Suicide attack on mosque in Afghanistan’s Gardez kills 48

Report
from Action on Armed Violence
Published on 06 Aug 2018 View Original

By Jennifer Dathan

On Friday, August 3rd 2018, a suicide attack on a Shia mosque in Gardez city, in Afghanistan’s Paktia province, left at least 48 dead and over 70 injured.

Two suicide bombers, said to be disguised in burkas, carried out the attack which has been claimed by ISISthrough their Amaq news agency.

In comments by UNAMA chief, Tadamichi Yamamoto, on the incident he stressed that, “such attacks directed against congregations and places of worship are serious violations of international law that may amount to war crimes.”

Action on Armed Violence (AOAV) has been monitoring explosive violence harm across the globe since October 2010.

In the first half of 2018, Action on Armed Violence recorded 2,002 civilian casualties from explosive violence in Afghanistan, compared to the 1,581 civilian casualties recorded in the same period last year – an increase of 27%.

From January to the end of June 2018, the main cause of civilian casualties from explosive violence in Afghanistan continues to be improvised explosive devices (IEDs), responsible for 83% of all civilian casualties.

Civilian casualties from ISIS bombings in particular have seen a considerable rise. AOAV recorded a 345% increase in the number of civilian casualties from IED attacks claimed by ISIS and their affiliates in Afghanistan (136 to 605) in the first half of 2018.

With civilian casualties from IEDs increasing year-on-year in Afghanistan since 2013, 2017 saw a rise of 40% compared to the previous year. And, for the first time in AOAV’s recording, Afghanistan was the country worst impacted by IEDs – a spot claimed by Iraq for the previous six years.
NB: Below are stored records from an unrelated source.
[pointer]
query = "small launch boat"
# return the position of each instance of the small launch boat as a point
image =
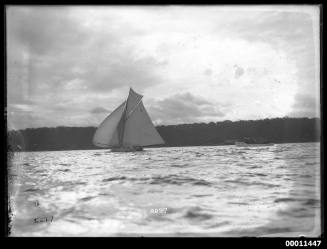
(128, 128)
(243, 144)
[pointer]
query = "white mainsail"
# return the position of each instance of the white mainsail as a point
(106, 134)
(128, 125)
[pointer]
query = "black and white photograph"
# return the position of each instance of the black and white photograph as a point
(163, 120)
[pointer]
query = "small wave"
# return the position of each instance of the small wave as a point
(219, 224)
(278, 200)
(64, 170)
(252, 183)
(178, 180)
(31, 190)
(87, 198)
(238, 203)
(311, 202)
(114, 179)
(168, 179)
(196, 213)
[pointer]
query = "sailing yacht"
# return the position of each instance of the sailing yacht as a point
(128, 127)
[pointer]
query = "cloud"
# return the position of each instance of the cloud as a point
(305, 105)
(239, 71)
(65, 61)
(98, 110)
(183, 108)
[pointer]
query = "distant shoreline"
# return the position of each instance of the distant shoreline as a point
(277, 131)
(157, 147)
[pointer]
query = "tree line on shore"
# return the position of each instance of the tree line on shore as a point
(277, 130)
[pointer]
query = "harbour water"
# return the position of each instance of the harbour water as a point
(218, 191)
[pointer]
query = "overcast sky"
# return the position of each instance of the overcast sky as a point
(71, 66)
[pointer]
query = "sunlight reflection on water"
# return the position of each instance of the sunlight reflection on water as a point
(206, 191)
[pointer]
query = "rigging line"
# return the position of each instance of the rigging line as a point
(131, 112)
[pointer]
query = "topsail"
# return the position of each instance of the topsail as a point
(128, 125)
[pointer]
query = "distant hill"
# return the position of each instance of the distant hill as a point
(277, 130)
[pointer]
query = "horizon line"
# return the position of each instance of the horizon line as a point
(52, 127)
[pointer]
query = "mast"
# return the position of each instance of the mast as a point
(121, 126)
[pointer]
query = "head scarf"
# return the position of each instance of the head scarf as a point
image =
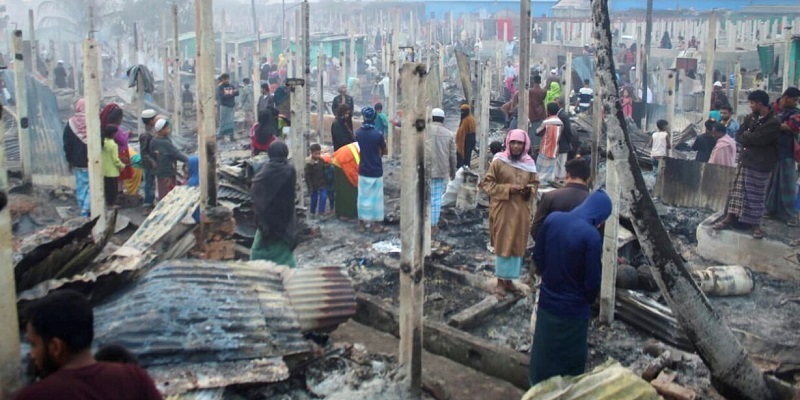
(467, 126)
(78, 121)
(553, 93)
(525, 162)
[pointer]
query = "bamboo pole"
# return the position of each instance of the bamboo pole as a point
(414, 224)
(206, 130)
(91, 90)
(9, 332)
(177, 111)
(524, 63)
(787, 59)
(34, 47)
(297, 145)
(710, 55)
(485, 96)
(737, 87)
(21, 101)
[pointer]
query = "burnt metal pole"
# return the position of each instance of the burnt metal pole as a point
(414, 224)
(206, 130)
(9, 331)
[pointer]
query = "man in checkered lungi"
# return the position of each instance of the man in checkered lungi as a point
(441, 147)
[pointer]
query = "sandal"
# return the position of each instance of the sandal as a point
(722, 225)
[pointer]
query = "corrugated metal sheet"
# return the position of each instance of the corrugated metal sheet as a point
(157, 237)
(45, 131)
(610, 381)
(195, 316)
(685, 183)
(322, 297)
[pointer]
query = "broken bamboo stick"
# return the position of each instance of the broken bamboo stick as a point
(414, 223)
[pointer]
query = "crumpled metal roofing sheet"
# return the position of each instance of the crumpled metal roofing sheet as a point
(610, 381)
(323, 297)
(203, 318)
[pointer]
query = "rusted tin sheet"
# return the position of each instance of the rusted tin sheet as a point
(693, 184)
(323, 297)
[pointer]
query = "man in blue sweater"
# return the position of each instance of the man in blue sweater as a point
(568, 254)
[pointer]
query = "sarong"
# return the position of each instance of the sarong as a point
(346, 195)
(275, 250)
(437, 191)
(507, 267)
(559, 347)
(225, 121)
(546, 168)
(82, 190)
(782, 190)
(746, 198)
(370, 199)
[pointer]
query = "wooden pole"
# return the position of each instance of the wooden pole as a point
(524, 63)
(568, 81)
(91, 92)
(414, 224)
(787, 59)
(23, 121)
(34, 47)
(320, 96)
(9, 331)
(737, 87)
(297, 145)
(485, 96)
(671, 80)
(710, 55)
(206, 129)
(177, 111)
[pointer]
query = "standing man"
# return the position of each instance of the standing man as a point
(510, 182)
(370, 173)
(724, 151)
(536, 111)
(342, 98)
(759, 136)
(441, 147)
(718, 97)
(60, 74)
(226, 96)
(585, 97)
(782, 189)
(246, 102)
(568, 254)
(727, 120)
(60, 330)
(274, 213)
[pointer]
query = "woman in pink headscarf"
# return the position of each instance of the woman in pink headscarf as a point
(510, 182)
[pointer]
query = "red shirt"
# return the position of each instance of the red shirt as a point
(100, 381)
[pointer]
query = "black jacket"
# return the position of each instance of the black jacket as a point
(759, 137)
(76, 151)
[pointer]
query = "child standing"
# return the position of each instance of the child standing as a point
(315, 179)
(660, 142)
(112, 165)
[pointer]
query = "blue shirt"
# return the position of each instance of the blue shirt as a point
(568, 253)
(371, 143)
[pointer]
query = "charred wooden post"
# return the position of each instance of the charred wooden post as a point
(206, 126)
(414, 223)
(91, 90)
(711, 46)
(297, 136)
(177, 111)
(733, 374)
(21, 101)
(524, 63)
(9, 332)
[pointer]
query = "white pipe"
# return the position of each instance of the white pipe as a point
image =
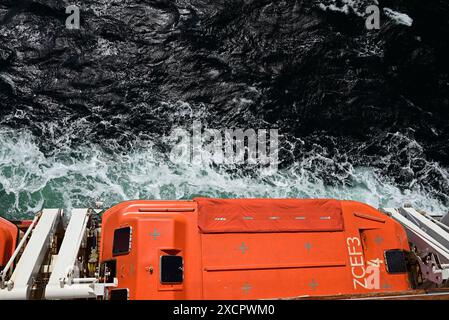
(75, 291)
(16, 252)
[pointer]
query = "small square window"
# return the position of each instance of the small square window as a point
(396, 261)
(119, 294)
(122, 241)
(172, 269)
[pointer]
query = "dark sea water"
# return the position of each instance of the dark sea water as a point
(85, 114)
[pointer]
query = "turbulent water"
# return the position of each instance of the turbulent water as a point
(86, 114)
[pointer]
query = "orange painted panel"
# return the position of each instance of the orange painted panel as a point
(269, 260)
(8, 238)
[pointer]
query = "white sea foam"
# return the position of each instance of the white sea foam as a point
(69, 178)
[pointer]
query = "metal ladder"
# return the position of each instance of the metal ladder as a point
(63, 282)
(429, 240)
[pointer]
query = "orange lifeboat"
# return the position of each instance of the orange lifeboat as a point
(8, 239)
(252, 249)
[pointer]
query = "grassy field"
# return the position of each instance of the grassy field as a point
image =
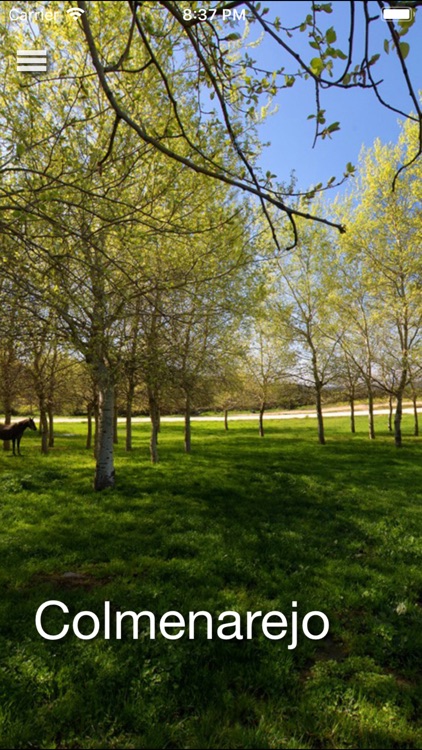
(241, 524)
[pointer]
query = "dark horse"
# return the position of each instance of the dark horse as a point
(15, 431)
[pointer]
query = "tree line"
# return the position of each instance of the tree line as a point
(126, 245)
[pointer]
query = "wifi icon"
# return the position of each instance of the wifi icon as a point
(75, 12)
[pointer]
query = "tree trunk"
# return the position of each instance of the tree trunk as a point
(50, 426)
(397, 420)
(7, 420)
(371, 414)
(129, 405)
(89, 432)
(154, 412)
(321, 434)
(415, 414)
(352, 412)
(104, 474)
(97, 427)
(187, 424)
(115, 420)
(261, 419)
(43, 427)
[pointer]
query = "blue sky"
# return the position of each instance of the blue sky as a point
(362, 118)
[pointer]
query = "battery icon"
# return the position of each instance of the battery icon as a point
(397, 14)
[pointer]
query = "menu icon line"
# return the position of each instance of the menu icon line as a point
(31, 60)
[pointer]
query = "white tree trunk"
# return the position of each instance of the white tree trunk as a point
(104, 474)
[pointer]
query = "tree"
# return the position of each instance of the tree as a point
(386, 238)
(158, 34)
(305, 310)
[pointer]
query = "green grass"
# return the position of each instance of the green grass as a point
(241, 524)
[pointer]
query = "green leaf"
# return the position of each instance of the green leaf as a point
(404, 49)
(341, 55)
(333, 127)
(331, 35)
(317, 66)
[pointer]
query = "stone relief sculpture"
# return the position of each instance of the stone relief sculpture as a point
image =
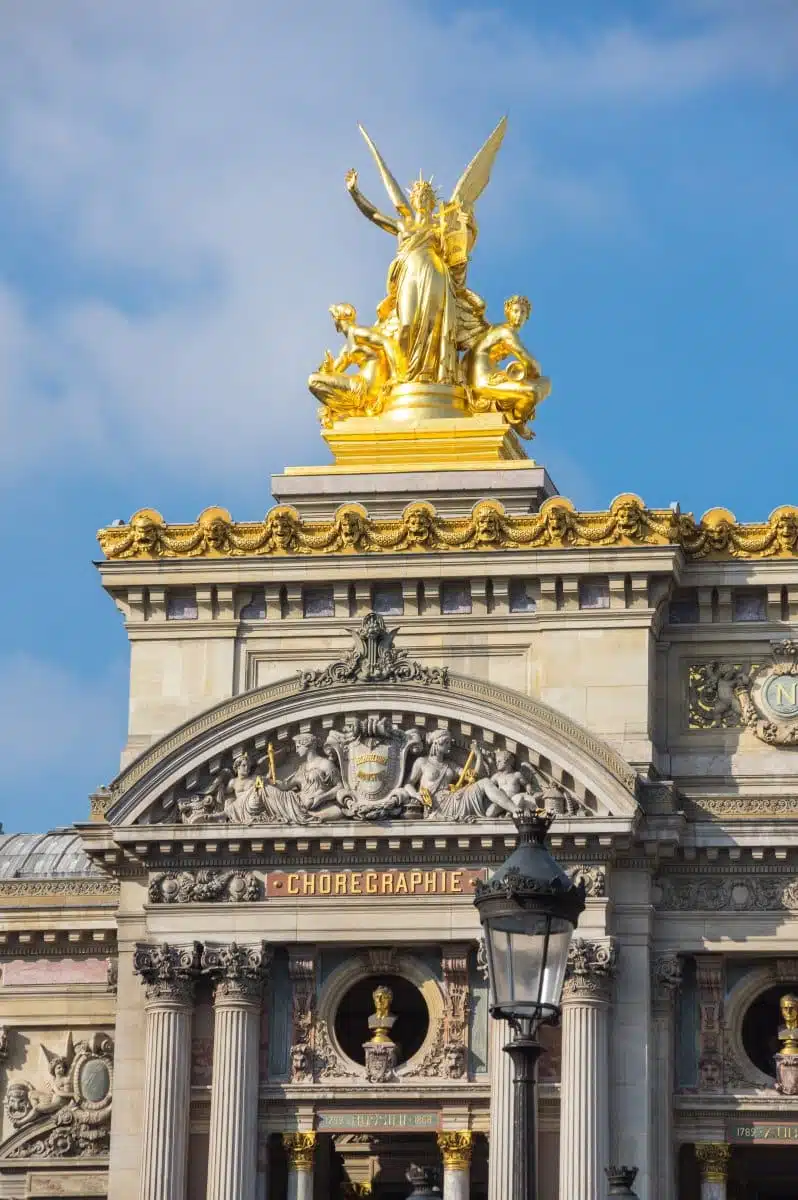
(70, 1115)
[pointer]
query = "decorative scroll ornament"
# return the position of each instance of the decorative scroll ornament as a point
(169, 972)
(456, 1149)
(201, 887)
(71, 1115)
(300, 1149)
(373, 659)
(238, 972)
(591, 970)
(557, 526)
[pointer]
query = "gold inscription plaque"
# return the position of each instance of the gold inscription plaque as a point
(391, 882)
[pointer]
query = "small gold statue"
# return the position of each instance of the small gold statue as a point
(789, 1032)
(515, 390)
(382, 1020)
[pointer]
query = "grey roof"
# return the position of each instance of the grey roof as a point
(36, 856)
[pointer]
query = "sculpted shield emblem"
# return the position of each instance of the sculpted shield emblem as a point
(372, 756)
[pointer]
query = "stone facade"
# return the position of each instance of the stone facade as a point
(323, 751)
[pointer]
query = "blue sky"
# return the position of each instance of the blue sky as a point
(175, 226)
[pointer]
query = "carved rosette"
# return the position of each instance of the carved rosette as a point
(168, 972)
(456, 1149)
(238, 972)
(300, 1149)
(301, 972)
(589, 972)
(713, 1161)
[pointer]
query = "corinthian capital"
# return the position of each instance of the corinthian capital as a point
(589, 972)
(238, 972)
(168, 971)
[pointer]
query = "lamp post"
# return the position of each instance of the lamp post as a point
(528, 910)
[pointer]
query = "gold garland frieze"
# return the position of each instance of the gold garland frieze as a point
(558, 526)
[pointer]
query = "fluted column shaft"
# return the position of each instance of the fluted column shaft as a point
(168, 975)
(499, 1150)
(585, 1086)
(300, 1149)
(456, 1151)
(238, 975)
(713, 1162)
(665, 987)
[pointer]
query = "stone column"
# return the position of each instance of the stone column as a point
(499, 1147)
(168, 973)
(666, 981)
(456, 1151)
(585, 1086)
(713, 1161)
(300, 1149)
(238, 973)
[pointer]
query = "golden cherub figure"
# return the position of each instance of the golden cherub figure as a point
(519, 388)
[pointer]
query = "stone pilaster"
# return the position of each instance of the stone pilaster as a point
(300, 1149)
(666, 981)
(501, 1141)
(168, 973)
(713, 1162)
(456, 1151)
(238, 975)
(585, 1086)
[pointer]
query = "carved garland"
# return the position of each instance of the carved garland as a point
(558, 526)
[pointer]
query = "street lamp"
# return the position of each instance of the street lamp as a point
(528, 910)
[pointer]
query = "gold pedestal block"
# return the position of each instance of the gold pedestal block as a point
(372, 443)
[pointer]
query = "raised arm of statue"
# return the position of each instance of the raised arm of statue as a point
(370, 210)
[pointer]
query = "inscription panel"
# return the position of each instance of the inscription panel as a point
(389, 882)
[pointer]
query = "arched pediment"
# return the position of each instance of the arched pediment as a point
(370, 724)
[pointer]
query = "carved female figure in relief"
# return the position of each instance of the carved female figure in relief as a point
(451, 793)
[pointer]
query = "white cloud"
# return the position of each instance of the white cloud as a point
(184, 162)
(59, 739)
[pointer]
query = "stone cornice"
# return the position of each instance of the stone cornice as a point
(558, 526)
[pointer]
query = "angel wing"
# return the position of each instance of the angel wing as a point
(477, 175)
(395, 192)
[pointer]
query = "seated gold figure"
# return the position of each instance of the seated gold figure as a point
(516, 389)
(377, 358)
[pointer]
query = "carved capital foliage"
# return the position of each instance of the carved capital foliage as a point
(589, 972)
(456, 1149)
(713, 1161)
(202, 887)
(238, 972)
(168, 972)
(301, 972)
(300, 1149)
(666, 977)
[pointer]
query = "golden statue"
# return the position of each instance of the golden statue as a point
(432, 354)
(789, 1032)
With civilian casualties already set to be higher this year in Afghanistan, the level of IED harm should be of considerable concern.

AOAV calls for states and international organisations to work collaboratively to generate greater awareness of the number of civilians killed and injured each year by IEDs, and encourage a greater stigma from political, religious and social leaders on the use of IEDs. There is an urgent need for preventative measures to be implemented by States and the international community.